Find out how easy the Franchisor made the process of getting the first unit open  and operating. Was there assistance in the site selection, lease negotiation, construction and design assistance etc.

  • Marketing Programs.

Most Franchisors collect marketing rand’s from every franchisee to put into a pool spent to promote the brand. You need to determine whether the franchisees are happy and supportive of the way this process is handled.

  • Purchasing Power.

Does the Franchisor use the collective buying power of the total system to get discounts on supplies and inventory beyond what an independent operator could achieve?

  • Relationships.

Determine how the franchisees feel about their relationship with the franchise company in general. Is the franchisor supportive, caring, focused on their success, responsive, effective, organized and trustworthy?

To start any  franchise operation  successfully or to obtain funding from an Investor it is vital to develop a “Professional” Franchise Business Plan that you can present to any lender. We can help you with this and also want to warn you against the services of some “cheap” so called business plan writers. Also see our FAQ’S section for more information on this issue.

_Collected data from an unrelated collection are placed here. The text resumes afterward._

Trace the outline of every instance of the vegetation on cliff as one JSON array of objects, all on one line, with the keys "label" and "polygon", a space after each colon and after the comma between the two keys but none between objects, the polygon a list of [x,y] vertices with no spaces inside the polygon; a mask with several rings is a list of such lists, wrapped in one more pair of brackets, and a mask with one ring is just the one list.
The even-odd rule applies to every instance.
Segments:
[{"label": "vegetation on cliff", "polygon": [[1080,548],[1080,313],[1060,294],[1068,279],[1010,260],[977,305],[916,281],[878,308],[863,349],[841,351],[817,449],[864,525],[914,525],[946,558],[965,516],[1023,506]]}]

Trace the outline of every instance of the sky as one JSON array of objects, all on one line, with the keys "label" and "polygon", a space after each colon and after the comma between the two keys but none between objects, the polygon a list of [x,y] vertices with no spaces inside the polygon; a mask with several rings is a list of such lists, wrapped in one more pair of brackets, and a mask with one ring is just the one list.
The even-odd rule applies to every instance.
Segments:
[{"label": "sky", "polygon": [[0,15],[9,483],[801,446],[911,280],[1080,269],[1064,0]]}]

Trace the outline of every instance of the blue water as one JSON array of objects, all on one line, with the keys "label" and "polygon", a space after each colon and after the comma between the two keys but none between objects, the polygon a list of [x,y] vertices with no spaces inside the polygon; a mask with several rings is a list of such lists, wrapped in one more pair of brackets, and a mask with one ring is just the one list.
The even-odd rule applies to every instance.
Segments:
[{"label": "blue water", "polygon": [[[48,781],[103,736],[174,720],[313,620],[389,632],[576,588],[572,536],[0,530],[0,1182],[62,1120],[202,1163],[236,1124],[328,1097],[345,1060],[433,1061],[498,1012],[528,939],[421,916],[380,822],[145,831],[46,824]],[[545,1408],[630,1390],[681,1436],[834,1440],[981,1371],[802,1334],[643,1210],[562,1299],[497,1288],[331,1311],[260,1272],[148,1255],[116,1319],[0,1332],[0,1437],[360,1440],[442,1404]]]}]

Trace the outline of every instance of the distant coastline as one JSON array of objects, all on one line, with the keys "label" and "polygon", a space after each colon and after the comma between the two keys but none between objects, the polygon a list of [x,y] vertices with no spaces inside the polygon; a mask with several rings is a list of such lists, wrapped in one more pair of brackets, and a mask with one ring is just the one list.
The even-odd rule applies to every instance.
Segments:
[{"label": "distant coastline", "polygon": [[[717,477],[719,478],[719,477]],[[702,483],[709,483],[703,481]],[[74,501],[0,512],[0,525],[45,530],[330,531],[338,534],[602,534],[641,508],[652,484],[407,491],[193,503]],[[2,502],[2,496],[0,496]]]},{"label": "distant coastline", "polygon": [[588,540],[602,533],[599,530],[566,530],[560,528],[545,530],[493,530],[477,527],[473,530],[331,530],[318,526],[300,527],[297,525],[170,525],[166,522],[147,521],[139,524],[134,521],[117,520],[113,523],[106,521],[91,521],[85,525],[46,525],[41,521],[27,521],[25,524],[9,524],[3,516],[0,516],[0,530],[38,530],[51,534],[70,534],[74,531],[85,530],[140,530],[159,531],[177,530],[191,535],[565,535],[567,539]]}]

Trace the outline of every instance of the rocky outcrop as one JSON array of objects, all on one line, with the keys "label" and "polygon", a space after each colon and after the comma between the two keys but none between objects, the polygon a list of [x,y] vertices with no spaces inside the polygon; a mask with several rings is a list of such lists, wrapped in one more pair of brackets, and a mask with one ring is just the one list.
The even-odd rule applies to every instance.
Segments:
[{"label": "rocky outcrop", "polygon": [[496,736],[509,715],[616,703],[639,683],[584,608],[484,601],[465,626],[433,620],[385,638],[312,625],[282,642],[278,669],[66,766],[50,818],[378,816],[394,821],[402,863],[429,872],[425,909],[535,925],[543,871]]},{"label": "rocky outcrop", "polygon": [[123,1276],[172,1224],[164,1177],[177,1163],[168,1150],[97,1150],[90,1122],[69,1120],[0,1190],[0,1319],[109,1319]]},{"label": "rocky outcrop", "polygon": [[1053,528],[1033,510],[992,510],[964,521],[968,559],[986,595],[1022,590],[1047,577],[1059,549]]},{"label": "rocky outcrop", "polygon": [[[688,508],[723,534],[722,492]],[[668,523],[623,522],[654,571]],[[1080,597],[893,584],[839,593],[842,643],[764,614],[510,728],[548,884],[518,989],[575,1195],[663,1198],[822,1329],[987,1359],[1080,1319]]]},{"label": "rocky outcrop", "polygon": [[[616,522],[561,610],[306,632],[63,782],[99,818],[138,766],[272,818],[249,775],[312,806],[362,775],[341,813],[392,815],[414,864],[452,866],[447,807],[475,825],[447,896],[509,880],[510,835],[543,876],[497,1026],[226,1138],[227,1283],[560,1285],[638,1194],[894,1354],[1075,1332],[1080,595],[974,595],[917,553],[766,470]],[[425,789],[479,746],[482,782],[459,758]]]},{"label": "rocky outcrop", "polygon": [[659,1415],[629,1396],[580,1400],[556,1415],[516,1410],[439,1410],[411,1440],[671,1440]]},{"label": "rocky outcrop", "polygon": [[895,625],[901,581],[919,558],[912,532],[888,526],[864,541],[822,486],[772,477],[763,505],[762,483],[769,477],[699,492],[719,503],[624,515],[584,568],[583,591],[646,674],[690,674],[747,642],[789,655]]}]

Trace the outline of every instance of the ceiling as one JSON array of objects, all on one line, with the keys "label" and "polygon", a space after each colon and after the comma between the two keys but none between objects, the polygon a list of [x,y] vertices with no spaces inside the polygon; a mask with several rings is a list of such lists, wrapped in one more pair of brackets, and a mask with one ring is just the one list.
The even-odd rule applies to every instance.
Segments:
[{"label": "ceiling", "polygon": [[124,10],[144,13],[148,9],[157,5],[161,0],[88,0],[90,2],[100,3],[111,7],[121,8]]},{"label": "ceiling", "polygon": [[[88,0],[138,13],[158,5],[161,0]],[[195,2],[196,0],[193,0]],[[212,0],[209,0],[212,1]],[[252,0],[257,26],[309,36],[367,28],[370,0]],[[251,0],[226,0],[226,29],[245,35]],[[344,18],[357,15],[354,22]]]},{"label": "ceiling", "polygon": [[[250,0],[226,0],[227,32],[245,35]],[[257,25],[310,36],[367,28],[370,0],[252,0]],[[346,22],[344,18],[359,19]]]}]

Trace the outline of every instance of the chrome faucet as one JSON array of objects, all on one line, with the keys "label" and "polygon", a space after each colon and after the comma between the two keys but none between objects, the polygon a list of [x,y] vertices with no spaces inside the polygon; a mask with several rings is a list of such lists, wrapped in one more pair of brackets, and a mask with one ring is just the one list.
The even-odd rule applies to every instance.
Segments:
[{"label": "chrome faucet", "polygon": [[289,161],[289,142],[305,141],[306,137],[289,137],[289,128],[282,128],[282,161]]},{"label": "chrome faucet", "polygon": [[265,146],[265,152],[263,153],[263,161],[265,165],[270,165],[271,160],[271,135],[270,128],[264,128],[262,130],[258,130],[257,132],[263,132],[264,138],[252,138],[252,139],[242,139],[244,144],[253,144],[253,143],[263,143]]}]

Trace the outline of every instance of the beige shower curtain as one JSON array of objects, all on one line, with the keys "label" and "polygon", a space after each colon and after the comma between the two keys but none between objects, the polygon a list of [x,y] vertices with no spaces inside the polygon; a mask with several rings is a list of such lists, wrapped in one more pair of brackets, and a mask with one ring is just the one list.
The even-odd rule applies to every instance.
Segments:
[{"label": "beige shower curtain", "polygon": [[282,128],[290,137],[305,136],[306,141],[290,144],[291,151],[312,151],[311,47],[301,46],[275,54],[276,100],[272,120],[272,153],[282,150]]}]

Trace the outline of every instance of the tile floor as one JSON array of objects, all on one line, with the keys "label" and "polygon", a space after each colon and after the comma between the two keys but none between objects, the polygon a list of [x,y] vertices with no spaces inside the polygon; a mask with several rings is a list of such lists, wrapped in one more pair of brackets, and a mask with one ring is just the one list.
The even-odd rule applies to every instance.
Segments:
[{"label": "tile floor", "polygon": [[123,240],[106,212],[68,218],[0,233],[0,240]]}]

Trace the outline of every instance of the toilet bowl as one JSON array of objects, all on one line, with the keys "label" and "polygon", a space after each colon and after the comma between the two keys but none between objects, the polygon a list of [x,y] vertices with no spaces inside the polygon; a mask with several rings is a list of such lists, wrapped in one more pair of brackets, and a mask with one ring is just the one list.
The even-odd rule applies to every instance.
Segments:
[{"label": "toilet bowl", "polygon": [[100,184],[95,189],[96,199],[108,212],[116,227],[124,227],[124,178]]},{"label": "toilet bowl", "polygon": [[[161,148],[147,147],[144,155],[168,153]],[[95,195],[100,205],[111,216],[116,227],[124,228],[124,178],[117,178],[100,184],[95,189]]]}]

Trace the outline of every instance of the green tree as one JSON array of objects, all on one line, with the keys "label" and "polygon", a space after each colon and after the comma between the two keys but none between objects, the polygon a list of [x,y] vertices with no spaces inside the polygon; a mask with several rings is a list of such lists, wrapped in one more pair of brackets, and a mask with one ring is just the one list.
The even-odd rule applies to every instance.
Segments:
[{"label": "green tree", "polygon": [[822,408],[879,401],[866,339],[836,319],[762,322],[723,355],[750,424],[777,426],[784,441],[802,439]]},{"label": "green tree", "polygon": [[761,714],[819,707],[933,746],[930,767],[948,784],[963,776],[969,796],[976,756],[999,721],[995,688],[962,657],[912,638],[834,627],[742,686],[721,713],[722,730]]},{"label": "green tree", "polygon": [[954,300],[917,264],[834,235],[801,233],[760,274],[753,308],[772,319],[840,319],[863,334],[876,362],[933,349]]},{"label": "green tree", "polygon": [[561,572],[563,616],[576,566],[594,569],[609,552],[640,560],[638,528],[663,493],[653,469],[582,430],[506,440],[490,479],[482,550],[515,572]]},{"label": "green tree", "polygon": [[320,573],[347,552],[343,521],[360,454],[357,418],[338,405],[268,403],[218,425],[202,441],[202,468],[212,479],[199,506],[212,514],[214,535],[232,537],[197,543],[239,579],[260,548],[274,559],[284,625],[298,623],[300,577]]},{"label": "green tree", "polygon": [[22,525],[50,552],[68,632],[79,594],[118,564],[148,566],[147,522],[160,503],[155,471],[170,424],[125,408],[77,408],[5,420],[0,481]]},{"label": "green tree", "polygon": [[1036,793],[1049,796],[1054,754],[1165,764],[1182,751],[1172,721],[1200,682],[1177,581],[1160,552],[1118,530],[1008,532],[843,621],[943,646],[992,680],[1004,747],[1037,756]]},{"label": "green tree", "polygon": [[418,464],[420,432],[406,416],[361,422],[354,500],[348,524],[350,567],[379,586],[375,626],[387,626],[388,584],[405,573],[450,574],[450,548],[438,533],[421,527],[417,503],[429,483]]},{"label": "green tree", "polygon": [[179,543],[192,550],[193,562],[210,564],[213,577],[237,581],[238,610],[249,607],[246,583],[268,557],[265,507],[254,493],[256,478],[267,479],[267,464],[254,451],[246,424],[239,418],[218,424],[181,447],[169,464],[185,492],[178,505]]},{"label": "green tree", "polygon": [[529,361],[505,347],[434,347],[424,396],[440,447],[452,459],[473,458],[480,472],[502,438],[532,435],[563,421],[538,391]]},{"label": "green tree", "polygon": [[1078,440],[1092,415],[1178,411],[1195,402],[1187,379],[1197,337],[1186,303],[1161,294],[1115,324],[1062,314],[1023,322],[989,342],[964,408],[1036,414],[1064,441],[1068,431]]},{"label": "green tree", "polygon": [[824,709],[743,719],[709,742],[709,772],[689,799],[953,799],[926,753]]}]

Purchase an Existing Franchise.

With the downturn in the economy a number of existing franchises are for sale. One’s initial reaction is if a business is for sale it must have problems. While this may be true in many cases, there are some good opportunities to purchase a viable existing business at good value. If you are contemplating purchasing an existing business/franchise you need to carefully consider the following:-

Why is the business for sale?

Just confirm that the business is for sale for a valid reason. Some valid reasons are that the owner wants to retire or immigrate or the owner has an illness that stops him being able to run the business. Often a new franchisee purchases the business with new enthusiasm and the hard work results in increased sales and profit.

Is the site still optimal?

Geographic areas change, and often a site changes. Town centers have become ghost towns as the shopping node moves out of town. Shopping centers also change the flow when they make additions and changes to the center. Assuming the site and position in the centre are still correct you must study the lease. How long has the  lease got left, is there a renewal clause and what will the rent be increased by?

Position of the Franchisor

You won’t be able to purchase a franchise unless the franchisor approved you as a new franchisee. We suggest that you visit the franchisor and discuss the purchase with him. Reputable franchisors will want you to be successful so will make sure you don’t over-pay or buy a bad franchise. However, be careful of bad franchisors who will encourage the sale to get rid of problem franchises. Check the position regarding a revamp that can cost in excess of R1 million.


Make sure the business has a good set of audited financials and that all debtors are up to date. Also check that the VAT payments are up to date. Get an experienced accountant to review the financials with you or get a financial analysis be done by a professional consultant.


Bernard Schoeman of the “Tax Shop” has the following advice for prospective franchisees:-

Look for Commitment.

This should be evident from the franchisor and other franchisees. All parties in the relationship should be fully committed to its success.

 Back up and support.

This is crucial. Most people who buy into a franchise do so because of the support on offer.

Ongoing training.

Ongoing training is necessary. Your franchisor should offer regular training to ensure that franchisees remain ahead of the competition technically and in terms of service delivery.

Financial standing of the Franchisor.  should be sound. A sound franchise system should be backed by a franchisor with the financial ability to weather difficult times.

Continuity of the franchise provides peace of mind. The franchise should be able to continue operating in the event that the franchisor is changed or discontinued.

Technical knowledge of the franchisor and franchisee should be adequate. No franchise system can thrive if its people are under-qualified.

Franchise culture should not be foreign. For a franchise to be successful, franchisees should be comfortable within the framework of the franchise and its culture.